Here are some points which you should be aware of when seeking out additional private sector personal insurance. The list is by no means exhaustive, so towards the end of this article is a list of educational resources which will help you in making a decision about which policy will suit your needs:
Private sector policies of life insurance are “guaranteed renewable”. That is, once you’ve met the initial terms and conditions (particularly your duty of disclosure) and continue to pay the premiums, the insurer cannot terminate your policy or increase your premiums due to any new medical conditions you develop after you take out the policy;
Once a “guaranteed renewable” policy is in place, premiums may increase, but any change must only apply to a group of people, rather than to individual policyholders;
Given that the cost of your insurance will be substantially influenced by your age, habits (good and bad), and the state of your health, it makes a lot of sense to purchase “guaranteed renewable” insurance when you’re young and fit or at least relatively so;
Should you ever consider cancelling your private sector life insurance policy in order to replace it with a policy that you have concluded is “better”, you’d be well advised to not cancel the existing policy until you’ve bought the new one. That’s because in the process of buying the new policy, you may discover a medical condition you didn’t know you had that will make buying the new policy unaffordable or unacceptably risky from the new insurer’s point of view (this actually happens, surprisingly often);
It’s said that many Australians are underinsured. Given the retirement (transition), death and invalidity benefits to which ADF members are entitled, this may be less of an issue amongst ADF members and their families. Nevertheless, it’s very much worth taking the time to understand exactly what your entitlements would be in the event of a major health problem and measure them against your asset base, debts, income requirements and financial commitments.
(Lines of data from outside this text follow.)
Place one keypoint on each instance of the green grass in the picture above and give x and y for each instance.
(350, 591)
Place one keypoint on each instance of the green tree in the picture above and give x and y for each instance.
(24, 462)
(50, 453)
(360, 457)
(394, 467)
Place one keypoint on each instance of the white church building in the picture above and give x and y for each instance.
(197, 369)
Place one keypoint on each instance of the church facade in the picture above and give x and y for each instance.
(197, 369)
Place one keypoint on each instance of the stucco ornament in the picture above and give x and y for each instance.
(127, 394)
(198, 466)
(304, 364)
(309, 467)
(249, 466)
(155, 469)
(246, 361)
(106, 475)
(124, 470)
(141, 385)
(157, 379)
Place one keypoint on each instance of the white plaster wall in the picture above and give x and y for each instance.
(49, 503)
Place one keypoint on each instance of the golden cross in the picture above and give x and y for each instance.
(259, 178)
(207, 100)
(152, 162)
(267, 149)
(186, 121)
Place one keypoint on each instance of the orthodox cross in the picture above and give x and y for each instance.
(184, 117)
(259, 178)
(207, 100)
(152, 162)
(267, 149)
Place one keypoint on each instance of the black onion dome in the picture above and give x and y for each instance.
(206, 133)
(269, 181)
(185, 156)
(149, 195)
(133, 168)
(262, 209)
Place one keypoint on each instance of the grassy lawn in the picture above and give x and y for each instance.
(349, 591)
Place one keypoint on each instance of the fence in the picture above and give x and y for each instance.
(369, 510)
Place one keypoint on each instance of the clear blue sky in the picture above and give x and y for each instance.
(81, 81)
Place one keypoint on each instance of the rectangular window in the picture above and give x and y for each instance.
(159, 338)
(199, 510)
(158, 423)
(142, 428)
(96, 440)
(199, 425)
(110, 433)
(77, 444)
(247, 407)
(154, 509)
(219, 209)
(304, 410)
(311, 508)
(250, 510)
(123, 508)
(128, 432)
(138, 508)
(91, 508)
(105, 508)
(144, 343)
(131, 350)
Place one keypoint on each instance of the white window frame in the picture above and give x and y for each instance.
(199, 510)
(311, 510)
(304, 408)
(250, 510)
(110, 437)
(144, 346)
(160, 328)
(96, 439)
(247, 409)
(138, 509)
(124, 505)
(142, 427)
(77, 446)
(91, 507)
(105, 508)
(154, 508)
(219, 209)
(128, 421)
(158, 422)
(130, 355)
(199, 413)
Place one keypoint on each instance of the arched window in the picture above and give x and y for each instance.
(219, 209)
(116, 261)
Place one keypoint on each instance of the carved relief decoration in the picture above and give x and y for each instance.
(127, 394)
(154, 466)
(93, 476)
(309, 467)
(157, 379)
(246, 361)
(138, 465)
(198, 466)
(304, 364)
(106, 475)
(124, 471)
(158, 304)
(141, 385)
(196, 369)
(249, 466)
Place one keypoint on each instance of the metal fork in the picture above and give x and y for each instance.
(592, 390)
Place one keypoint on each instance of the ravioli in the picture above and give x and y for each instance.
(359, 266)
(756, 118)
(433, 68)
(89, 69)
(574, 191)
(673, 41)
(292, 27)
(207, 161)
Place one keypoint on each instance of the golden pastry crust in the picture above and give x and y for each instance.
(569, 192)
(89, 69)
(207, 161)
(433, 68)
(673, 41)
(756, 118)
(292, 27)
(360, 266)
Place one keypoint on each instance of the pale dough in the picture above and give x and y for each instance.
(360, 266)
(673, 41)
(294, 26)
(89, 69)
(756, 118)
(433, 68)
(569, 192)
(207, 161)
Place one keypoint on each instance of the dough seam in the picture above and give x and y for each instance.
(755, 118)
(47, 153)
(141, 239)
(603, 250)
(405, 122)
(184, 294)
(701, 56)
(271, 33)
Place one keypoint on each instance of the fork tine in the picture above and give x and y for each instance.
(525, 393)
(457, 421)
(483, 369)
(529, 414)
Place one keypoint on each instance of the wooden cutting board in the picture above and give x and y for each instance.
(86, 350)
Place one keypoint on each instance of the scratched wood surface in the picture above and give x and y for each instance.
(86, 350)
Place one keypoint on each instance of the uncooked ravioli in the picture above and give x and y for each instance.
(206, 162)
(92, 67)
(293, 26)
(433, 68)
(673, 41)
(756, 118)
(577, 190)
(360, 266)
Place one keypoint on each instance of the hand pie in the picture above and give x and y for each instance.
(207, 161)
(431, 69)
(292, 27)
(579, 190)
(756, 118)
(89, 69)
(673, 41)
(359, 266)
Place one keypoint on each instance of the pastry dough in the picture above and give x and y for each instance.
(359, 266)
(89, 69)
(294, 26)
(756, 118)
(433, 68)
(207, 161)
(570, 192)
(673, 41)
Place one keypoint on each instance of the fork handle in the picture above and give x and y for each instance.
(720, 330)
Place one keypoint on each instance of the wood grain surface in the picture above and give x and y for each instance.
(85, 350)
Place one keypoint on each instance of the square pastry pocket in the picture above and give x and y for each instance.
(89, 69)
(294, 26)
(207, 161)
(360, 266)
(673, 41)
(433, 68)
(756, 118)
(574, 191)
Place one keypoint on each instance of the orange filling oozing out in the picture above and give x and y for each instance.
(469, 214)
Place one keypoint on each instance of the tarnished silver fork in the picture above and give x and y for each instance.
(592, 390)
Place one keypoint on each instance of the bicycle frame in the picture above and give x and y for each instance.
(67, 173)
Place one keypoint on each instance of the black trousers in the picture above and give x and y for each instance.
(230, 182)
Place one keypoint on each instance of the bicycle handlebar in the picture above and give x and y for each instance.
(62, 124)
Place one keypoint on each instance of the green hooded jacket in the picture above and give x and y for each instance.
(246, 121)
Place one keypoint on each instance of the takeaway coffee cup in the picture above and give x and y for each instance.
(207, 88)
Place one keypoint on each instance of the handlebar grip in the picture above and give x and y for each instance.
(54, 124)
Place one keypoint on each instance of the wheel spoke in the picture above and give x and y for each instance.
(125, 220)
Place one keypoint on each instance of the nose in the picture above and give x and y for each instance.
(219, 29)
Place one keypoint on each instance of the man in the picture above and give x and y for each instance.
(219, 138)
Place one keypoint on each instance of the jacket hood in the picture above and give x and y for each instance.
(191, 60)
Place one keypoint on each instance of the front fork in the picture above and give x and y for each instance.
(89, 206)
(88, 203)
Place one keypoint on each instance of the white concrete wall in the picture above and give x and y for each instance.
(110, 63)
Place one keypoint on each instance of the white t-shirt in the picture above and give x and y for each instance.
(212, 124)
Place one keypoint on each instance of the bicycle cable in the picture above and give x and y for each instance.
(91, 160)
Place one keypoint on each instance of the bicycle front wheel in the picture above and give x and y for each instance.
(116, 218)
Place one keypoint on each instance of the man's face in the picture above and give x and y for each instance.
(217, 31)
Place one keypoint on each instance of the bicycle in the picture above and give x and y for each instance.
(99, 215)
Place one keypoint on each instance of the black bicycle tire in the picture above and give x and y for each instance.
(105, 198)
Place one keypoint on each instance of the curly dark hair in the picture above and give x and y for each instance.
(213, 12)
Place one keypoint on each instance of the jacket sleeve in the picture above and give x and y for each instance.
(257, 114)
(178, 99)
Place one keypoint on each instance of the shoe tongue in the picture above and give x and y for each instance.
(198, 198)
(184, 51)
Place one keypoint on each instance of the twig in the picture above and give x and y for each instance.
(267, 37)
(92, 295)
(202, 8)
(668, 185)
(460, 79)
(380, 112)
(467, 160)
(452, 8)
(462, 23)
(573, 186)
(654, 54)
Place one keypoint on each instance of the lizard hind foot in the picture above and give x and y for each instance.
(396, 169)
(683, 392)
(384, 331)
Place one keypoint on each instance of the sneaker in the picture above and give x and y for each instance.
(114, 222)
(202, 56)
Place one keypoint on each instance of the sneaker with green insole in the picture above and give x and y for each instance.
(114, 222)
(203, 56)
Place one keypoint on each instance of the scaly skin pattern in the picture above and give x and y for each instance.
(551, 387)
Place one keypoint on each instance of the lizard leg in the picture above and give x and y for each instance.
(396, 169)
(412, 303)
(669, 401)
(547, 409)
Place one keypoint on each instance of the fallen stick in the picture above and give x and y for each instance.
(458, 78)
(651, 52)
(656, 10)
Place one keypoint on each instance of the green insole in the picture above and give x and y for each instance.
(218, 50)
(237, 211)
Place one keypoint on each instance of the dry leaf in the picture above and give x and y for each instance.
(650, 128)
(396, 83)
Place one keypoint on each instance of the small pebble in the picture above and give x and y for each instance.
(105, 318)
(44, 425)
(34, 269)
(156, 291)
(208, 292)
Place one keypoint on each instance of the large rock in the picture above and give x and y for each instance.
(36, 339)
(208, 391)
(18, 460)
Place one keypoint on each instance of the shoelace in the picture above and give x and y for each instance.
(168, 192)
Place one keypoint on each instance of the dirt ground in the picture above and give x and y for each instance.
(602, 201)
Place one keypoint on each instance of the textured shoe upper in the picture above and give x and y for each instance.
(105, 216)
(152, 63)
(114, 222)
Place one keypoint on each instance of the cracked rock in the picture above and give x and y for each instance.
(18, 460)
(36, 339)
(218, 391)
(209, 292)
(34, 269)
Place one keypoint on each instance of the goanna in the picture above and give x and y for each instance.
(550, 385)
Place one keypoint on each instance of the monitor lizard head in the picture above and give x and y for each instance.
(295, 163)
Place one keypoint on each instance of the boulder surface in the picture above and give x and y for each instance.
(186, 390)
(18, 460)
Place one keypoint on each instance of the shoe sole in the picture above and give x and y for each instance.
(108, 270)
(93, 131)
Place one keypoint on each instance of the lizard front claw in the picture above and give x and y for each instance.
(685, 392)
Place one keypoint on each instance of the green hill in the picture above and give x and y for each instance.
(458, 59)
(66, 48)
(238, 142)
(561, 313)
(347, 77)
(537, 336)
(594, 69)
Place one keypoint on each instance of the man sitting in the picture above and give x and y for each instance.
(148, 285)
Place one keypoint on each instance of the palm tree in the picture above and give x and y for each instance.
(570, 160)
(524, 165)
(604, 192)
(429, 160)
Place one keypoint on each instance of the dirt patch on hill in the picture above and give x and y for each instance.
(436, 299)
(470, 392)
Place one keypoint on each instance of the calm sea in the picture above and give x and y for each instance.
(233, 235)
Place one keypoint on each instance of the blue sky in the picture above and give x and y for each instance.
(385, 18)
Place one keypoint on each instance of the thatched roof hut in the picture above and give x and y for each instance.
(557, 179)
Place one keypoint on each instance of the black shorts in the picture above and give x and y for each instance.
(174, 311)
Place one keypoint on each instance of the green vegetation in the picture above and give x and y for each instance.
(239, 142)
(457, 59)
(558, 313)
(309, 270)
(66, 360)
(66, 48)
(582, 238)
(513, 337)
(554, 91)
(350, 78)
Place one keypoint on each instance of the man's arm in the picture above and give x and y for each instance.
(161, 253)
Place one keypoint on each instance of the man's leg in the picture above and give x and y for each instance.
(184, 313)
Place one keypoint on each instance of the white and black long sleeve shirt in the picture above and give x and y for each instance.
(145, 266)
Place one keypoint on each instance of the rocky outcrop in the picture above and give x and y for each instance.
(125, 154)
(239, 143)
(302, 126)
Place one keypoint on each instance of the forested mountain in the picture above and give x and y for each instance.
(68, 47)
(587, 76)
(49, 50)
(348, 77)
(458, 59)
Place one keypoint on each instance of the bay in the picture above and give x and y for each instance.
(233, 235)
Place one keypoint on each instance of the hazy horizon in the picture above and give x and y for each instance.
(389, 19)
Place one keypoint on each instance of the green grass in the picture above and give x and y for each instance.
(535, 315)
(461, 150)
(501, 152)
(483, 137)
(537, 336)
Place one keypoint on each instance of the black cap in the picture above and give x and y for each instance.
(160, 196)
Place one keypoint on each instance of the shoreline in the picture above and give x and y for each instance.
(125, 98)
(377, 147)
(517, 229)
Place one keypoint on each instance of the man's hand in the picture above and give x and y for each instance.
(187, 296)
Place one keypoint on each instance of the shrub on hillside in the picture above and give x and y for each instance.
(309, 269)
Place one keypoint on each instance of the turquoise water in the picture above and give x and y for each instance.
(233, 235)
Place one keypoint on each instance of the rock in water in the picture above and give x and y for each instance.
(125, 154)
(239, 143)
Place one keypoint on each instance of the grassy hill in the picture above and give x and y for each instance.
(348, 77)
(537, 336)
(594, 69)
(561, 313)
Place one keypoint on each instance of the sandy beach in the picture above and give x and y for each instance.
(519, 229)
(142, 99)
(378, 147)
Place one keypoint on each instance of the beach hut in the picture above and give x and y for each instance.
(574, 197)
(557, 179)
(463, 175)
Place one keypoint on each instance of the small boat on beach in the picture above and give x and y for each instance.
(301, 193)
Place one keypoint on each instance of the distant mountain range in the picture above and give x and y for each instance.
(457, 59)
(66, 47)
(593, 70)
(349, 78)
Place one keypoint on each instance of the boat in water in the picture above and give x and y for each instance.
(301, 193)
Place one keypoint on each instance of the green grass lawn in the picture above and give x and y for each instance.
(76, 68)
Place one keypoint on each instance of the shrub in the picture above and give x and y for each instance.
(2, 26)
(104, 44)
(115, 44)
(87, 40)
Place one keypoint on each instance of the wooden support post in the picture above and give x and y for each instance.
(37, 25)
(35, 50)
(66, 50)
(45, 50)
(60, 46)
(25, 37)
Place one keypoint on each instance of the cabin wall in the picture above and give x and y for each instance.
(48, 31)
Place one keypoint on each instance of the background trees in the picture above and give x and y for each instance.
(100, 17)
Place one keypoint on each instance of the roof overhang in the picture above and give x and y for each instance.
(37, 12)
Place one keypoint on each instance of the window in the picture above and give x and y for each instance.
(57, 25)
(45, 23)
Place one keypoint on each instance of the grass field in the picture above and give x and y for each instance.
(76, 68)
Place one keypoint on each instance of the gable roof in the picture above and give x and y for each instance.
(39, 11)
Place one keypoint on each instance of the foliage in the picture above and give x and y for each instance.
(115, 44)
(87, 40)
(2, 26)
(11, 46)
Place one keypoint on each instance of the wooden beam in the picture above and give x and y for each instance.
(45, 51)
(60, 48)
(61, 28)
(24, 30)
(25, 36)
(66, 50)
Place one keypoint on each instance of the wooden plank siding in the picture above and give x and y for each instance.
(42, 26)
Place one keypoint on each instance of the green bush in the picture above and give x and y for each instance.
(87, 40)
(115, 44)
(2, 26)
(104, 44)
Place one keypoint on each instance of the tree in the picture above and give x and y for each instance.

If you find there’s a shortfall, consider additional insurance as a way to provide you with financial peace of mind. A starting point for this process is the “Life Insurance Needs Calculator” at www.moneysmart.gov.au;
A policy of life insurance is a legally binding contract between you (the insured) and the insurer. Therefore, its contents, words and definitions are fundamentally important in the event of a claim. While “death” might not seem all that hard to interpret (although the circumstances of it are sometimes relevant), words like “disability”, “total and permanent”, “trauma”, “own or any occupation”, “hazardous occupation” can be loosely or narrowly defined and may have a huge impact on the amount and quantum of benefit to which you’re entitled. The lesson here is to make sure you understand the conditions of your policy and to consider seeking advice from a licensed financial adviser if you’re not sure (more on seeking advice below);
Some life insurance policies contain “war/war-like activity” exclusions. In some circumstances this may impact on the ability of an ADF member or family to make a successful claim. Therefore, it’s vitally important to check whether your proposed policy has such an exclusion and if so, how the exclusion is worded. You may be surprised at how widely or narrowly words like “war/war like” can be defined. So perhaps such a policy isn’t the right one for you and your family, irrespective of its other generous benefits;
The Australian life insurance market is highly competitive with many different contracts and policies to navigate. Understanding which contract is right for you and your family can be quite a mission. Therefore, we recommend the Centre’s educational resources on Personal Insurance. We also recommend www.moneysmart.gov.au and www.fsc.org.au;
If you’d like personal financial advice about life insurance you should seek the services of a licensed financial adviser. Our Centre maintains a list of licensed financial advisers (the ADF Financial Advice Referral Program) who charge a genuine fee for service. They do not receive commissions and product sales incentives. Alternatively, you can source a licensed adviser at www.moneysmart.gov.au, but if you do, it will be important to understand how your chosen adviser is remunerated and how that might impact upon the independence of the advice you receive; and
If you’re unhappy about your insurance policy and/or the advice you’ve received, you can lodge a complaint free of charge with the Australian Financial Complaints Authority (www.afca.org.au).